Pedalecs, which operate on 250 watts of power, can reach speeds of up to 25 kilometres per hour but have an important safety feature which cuts power once 25km/h has been reached.
Under the current Act, the meaning of 'bicycle' only includes power-assisted pedal cycles which operate under 200w, excluding 250w pedalecs. This effectively means pedalecs are not considered bicycles and are also unable to be registered like motorbikes in order to ride them in SA. If a person operates a pedalec on our roads, they potentially face penalties for driving unregistered and uninsured and, if they do not hold a licence, driving unlicensed.
The amended definition within the Act includes 250w pedalecs, which will remove barriers for those who would like to use this form of transport.

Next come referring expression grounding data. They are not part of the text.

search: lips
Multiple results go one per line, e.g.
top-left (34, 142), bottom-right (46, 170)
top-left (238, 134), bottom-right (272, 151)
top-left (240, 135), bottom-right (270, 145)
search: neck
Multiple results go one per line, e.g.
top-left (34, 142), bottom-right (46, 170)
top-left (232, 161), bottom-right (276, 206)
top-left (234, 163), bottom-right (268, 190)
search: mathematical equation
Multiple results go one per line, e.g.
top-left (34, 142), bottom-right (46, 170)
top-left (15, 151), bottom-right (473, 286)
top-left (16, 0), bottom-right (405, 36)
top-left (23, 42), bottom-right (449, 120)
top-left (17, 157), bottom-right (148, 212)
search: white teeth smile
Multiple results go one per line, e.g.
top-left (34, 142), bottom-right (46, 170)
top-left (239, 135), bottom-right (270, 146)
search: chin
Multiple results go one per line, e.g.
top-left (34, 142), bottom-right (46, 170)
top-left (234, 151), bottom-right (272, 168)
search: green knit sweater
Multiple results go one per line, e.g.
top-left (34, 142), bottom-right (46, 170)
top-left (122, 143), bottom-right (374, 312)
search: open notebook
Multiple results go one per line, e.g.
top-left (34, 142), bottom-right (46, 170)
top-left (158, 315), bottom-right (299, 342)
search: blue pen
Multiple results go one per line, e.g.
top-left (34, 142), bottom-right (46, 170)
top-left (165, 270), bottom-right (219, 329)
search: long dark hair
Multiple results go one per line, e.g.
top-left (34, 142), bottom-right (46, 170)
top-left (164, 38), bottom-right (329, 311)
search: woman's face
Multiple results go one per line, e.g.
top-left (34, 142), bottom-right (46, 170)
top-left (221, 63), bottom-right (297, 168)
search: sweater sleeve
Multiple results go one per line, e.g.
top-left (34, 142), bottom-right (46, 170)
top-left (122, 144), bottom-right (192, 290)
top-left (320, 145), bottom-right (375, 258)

The amended definition of power-assisted pedal cycles refers to the definition within the current Commonwealth Motor Vehicle Standards Act 1989.
The amendment to the Act will be complemented by changes to regulations which will exempt pedalec users from registration, insurance and licensing requirements.
More than one million electric bikes are sold across Europe each year and that the phenomenon is on its way to Australia. Pedalecs are an alternative for people who want to get around quickly and easily but don’t want to drive a car, for riders who may not be fit enough to ride an ordinary bicycle or for those with a mobility impairment.
The pedalec changes are expected to come into effect early next year, bringing South Australia in line with Victoria, New South Wales, Queensland and the Australian Capital Territory.
Once the changes are in operation, all the requirements that bicycle users must meet will also apply to pedalec users. These include obeying all of the Australian Road Rules for cyclists, for example wearing helmets, giving warning to pedestrians and giving way at roundabouts.
The changes have been welcomed by peak cycling groups in South Australia, such as Bicycle SA and the Bicycle Institute of SA (BISA) as well as the broader cycling community and the Australian bicycle industry.